Identify any Preferential Duty treatment which may be available depending on the Country of Origin and details of manufacture, and advise which Preference Certificates should then be produced by the supplier.
Consider prohibitions or restrictions imposed by the EU, HM Revenue and Customs or any other Government Department.
Check the type of Entry and Customs Regime which best suits the Importer’s needs.
Prove the Value for Customs, the Value for Duty and the Value for VAT to be declared, making additions or reductions in regard to the quoted Shipping Terms to meet Customs requirements.
Calculate any Duties and Import VAT to be paid, and ensure the proposed method of payment has sufficient funds.
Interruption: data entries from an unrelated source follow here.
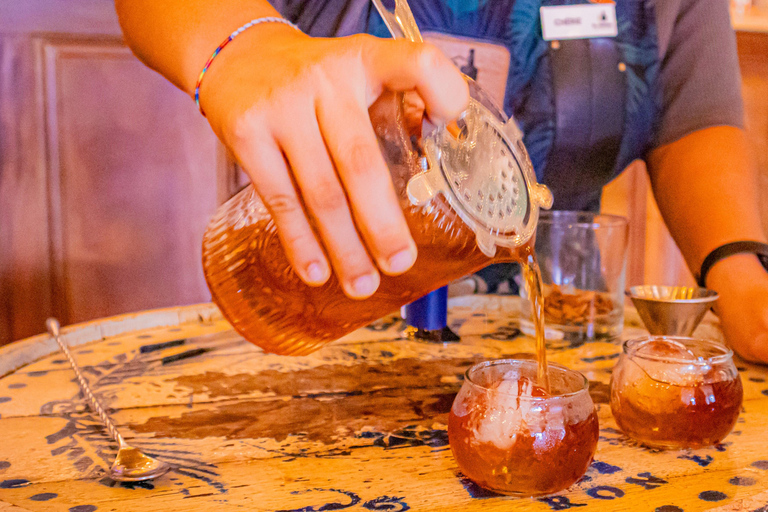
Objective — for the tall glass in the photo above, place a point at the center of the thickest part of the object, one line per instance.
(509, 436)
(675, 392)
(582, 256)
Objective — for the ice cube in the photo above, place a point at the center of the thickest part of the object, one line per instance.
(670, 362)
(503, 418)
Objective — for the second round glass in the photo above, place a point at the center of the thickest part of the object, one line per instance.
(582, 256)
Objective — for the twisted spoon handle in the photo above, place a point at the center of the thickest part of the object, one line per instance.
(54, 329)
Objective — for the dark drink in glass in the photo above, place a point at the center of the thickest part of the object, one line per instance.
(510, 436)
(675, 392)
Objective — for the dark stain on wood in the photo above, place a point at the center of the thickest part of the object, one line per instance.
(320, 403)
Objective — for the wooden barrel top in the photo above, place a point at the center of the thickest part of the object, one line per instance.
(359, 425)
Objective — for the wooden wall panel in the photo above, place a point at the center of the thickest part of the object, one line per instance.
(25, 292)
(132, 183)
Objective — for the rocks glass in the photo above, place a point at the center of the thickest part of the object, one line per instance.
(509, 436)
(582, 257)
(675, 392)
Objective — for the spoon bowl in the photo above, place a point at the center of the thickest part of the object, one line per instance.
(131, 465)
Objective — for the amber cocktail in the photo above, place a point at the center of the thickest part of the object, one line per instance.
(509, 436)
(675, 392)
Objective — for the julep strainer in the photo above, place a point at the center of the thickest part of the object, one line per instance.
(479, 163)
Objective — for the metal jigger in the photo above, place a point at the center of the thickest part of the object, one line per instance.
(671, 310)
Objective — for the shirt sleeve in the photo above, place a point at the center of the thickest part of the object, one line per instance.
(325, 18)
(700, 76)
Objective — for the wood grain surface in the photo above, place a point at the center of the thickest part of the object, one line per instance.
(359, 425)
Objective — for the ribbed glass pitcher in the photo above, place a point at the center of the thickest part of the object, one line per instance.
(469, 195)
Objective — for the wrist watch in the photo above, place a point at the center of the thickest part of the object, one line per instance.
(746, 246)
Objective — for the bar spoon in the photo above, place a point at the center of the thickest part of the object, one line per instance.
(131, 465)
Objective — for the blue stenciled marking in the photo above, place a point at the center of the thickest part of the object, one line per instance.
(389, 503)
(646, 480)
(560, 503)
(742, 481)
(605, 492)
(604, 468)
(701, 461)
(45, 496)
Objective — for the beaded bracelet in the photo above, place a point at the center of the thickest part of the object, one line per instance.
(269, 19)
HM Revenue and Customs offer a 24 Hour national computer system to receive Import Entry submissions, which must be submitted via different protocols dependant on the system being operated by the Inventory Manager at the specified Place of presentation – and clean declarations have a very high percentage chance of receiving immediate clearance. The UK is not a separate trading nation, our rules are dictated by the EU – but interpretations are policed by HM Revenue and Customs. Policing of the procedures is on behalf of all Government Departments and ‘risk based’; many consignments are released almost immediately upon presentation, but all declarations are liable to audits at a later time.
Martintrux Dover will anticipate each point necessary and prepare declarations in advance whenever possible; giving HM Revenue and Customs every opportunity to award immediate clearance upon arrival. It is the job of the Customs Clearance Agent to ensure that all original documents are to hand when consignments are presented, and then retained for any audit, and create accurate entries which will stand up to any subsequent challenge.
The Supplier should be encouraged to quote as much detail as possible of the transaction on his invoice:
The exact Sales Terms – usually expressed in INCO Terms, which must state a ‘place’ for the terms to be effected – such as, ‘CIF Brentford’ rather than just ‘CIF’, and clearly state the currency of the sales value.
If not showing a Commodity Code (otherwise known as an HS Code or Tariff Heading) – provide a full description of the goods to assist the classification – and identify the exact quantities as appropriate; number of units, as pieces or metres or square-metres.
Should the invoice only be for manufacture of otherwise sourced components, quote the value of materials supplied free of charge.
Breakdown inclusive charges, such as ‘Bank or Finance Charges’ or ‘Commissions Paid’ – as we may be able to exclude some elements of cost for the Value for Duty to be declared.
Preferential Rates of Duty are not awarded automatically just because a Preference Certificate has been issued by the Supplier of the goods and his Customs Authority has endorsed the certificate. A Preferential Rate of Duty must be claimed by the Importer at the time of Entry and the Importer must be aware why the goods qualify for Preferential Treatment – by virtue of meeting laid down criteria of manufacture.
Textiles or Textile Products always require an original Certificate of Origin to be imported to Free Circulation within the EU. A Preference Certificate can ‘double’ as a Certificate of Origin, but only if it is correctly issued and a Preferential Rate of Duty is claimed.